Advanced features

There are several extra features that we did not discuss. In this section we’ll explain the database interface, checkpointing of experiments, and multitasking with Dask.

Database interface

All PAD databases must inherit from the bob.pad.base.pipelines.Database class and implement the following methods:

  • `database.fit_samples` returns the samples (or delayed samples) used to train the classifier;

  • `database.predict_samples` returns the samples that will be used for evaluating the system. This is where the group (dev or eval) is specified.

The returned samples must have the following attributes:

  • data: the data of the sample

  • key: a unique identifier for the sample. must be a string.

  • attack_type: the attack type of the sample, must be None for bonafide samples. This will indicate the presentation attack instrument (PAI) of the attack sample and will be used to report error rates per PAI.

  • subject_id: The identity of the subject. This might not be available for all databases.

File list interface

A class with those methods returning the corresponding data can be implemented for each dataset, but an easier way to do it is with the file list interface. This allows the creation of multiple protocols and various groups by editing some CSV files. The bob.pad.base.database.FileListPadDatabase class, which builds on File List Databases (CSV), implements this interface.

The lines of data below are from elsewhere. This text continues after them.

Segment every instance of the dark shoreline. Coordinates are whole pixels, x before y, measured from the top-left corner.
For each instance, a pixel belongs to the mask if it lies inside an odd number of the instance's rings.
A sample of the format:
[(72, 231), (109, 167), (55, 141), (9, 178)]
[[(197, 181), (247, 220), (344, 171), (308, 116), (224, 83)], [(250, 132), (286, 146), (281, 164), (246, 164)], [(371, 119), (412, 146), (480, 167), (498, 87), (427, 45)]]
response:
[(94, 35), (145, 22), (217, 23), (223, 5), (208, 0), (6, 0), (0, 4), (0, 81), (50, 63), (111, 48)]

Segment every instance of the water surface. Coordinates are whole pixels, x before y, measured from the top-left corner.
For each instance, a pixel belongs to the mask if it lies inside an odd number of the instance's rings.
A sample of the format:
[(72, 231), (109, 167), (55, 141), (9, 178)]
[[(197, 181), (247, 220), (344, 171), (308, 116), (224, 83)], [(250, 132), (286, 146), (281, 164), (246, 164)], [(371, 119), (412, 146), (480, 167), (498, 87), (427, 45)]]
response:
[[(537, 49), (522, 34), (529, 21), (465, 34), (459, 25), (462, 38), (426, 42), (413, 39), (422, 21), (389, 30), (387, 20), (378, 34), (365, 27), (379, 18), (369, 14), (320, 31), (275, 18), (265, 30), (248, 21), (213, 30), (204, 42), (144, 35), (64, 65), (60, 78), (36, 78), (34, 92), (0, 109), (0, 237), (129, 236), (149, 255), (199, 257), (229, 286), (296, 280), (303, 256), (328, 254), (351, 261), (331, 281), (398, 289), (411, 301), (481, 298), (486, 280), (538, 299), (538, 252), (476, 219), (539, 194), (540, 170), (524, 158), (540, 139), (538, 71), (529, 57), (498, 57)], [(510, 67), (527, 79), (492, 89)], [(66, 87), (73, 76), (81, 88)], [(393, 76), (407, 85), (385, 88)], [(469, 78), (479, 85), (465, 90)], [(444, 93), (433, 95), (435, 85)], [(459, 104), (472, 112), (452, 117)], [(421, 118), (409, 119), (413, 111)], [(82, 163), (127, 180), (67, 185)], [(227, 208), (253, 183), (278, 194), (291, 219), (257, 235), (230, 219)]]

The dataset configuration file will can be as simple as:

from bob.pad.base.database import FileListPadDatabase

database = FileListPadDatabase("path/to/my_dataset", "my_protocol")

The files must follow the following structure and naming:

my_dataset
|
+-- my_protocol
    |
    +-- train.csv
    +-- dev.csv
    +-- eval.csv

The dev.csv file is the main file here and is used for scoring samples of the development group. The content of the train.csv file is used when a protocol contains data for training the classifier. The eval.csv file is optional and is used in case a protocol contains data for evaluation.

These CSV files should contain at least the path to raw data and an identifier to the identity of the subject in the image (subject field) and an attack type. The structure of each CSV file should be as below:

filename,subject,attack_type
path_1,subject_1,
path_2,subject_2,
path_3,subject_1,attack_1
path_4,subject_2,attack_1
...

The attack_type field is used to differentiate bonafide presentations from attacks. An empty field indicates a bonafide sample. Otherwise different attack types can be used (e.g. print, replay, etc.), and can be analyzed separately during evaluation.

Metadata can be shipped within the Samples (e.g gender, age, session, …) by adding a column in the CSV file for each metadata:

filename,subject,attack_type,gender,age
path_1,subject_1,,M,25
path_2,subject_2,,F,24
paht_3,subject_1,attack_1,M,25
paht_4,subject_2,attack_1,F,24
...

Checkpoints and Dask

By default, the bob pad run-pipeline command will save the features of each step of the pipeline and the fitted estimators in the output folder. To avoid this, use the --memory option.

The Dask integration can also be used by giving a client configuration to the --dask-client option. Basic Idiap SGE configurations are defined by bob.pipelines: sge and sge-gpu:

$ bob pad run-pipeline --output output_dir --dask-client sge ...

Note

You may want to read the Dask section in PipelineSimple: Advanced features as well for more in-depth information.